With four decades of professional activity in the cultural field, Solange Farkas was Chief Curator at the Museu de Arte Moderna da Bahia 2007–10. She is the Founder and Director of Associação Cultural Videobrasil and has held the role of Artistic Director of the festival and Biennial Sesc_Videobrasil since its first edition in 1983. As a guest curator, she has taken part in FUSO (Portugal), Dak’Art – Contemporary African Art Biennale (Senegal), Ok. Video – 6th Jakarta International Video Festival (Indonesia), 10th Sharjah Biennial (United Arab Emirates), 16th Cerveira International Art Biennial (Portugal), and the 5th Video Zone – International Video Art Biennial (Israel).
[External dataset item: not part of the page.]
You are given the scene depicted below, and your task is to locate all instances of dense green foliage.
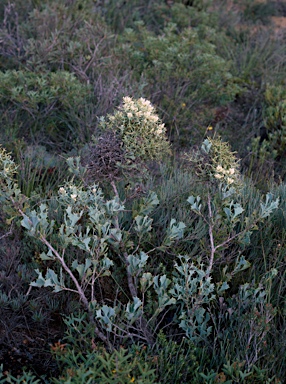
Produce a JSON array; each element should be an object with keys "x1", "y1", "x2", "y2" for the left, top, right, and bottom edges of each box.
[{"x1": 0, "y1": 0, "x2": 286, "y2": 384}]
Raphael Fonseca is a researcher in the areas of art history, criticism, curatorship, and education. Fonseca is the first curator of modern and contemporary Latin American art at the Denver Art Museum, US. He worked as a curator at Niterói Contemporary Art Museum between 2017 and 2020. He holds a doctoral degree in Art Criticism and Art History from the State University of Rio de Janeiro (UERJ) and has received the Marcantonio Vilaça Curatorship Award (2015). Recent exhibitions include Who Tells a Tale Adds a Tail (Denver Art Museum, 2022) and Raio-Que-O-Parta: Fictions of the Modern in Brazil (2022).
Renée Akitelek Mboya is a writer, curator, and filmmaker. Her work addresses biography and storytelling as a form of research and production. Mboya is currently concerned with how images are used to reinforce the institutionalized narrative of the racialized body as a constant danger to law enforcement. Recent projects include Sweet Like Honey (Northern Corner Gallery, Musanze, 2022) and A Glossary of Words My Mother Never Taught Me (Cell Project Space, London, 2021). Mboya works between Kigali, Rwanda, and Nairobi, Kenya, and is a collaborative editor at the Wali Chafu Collective.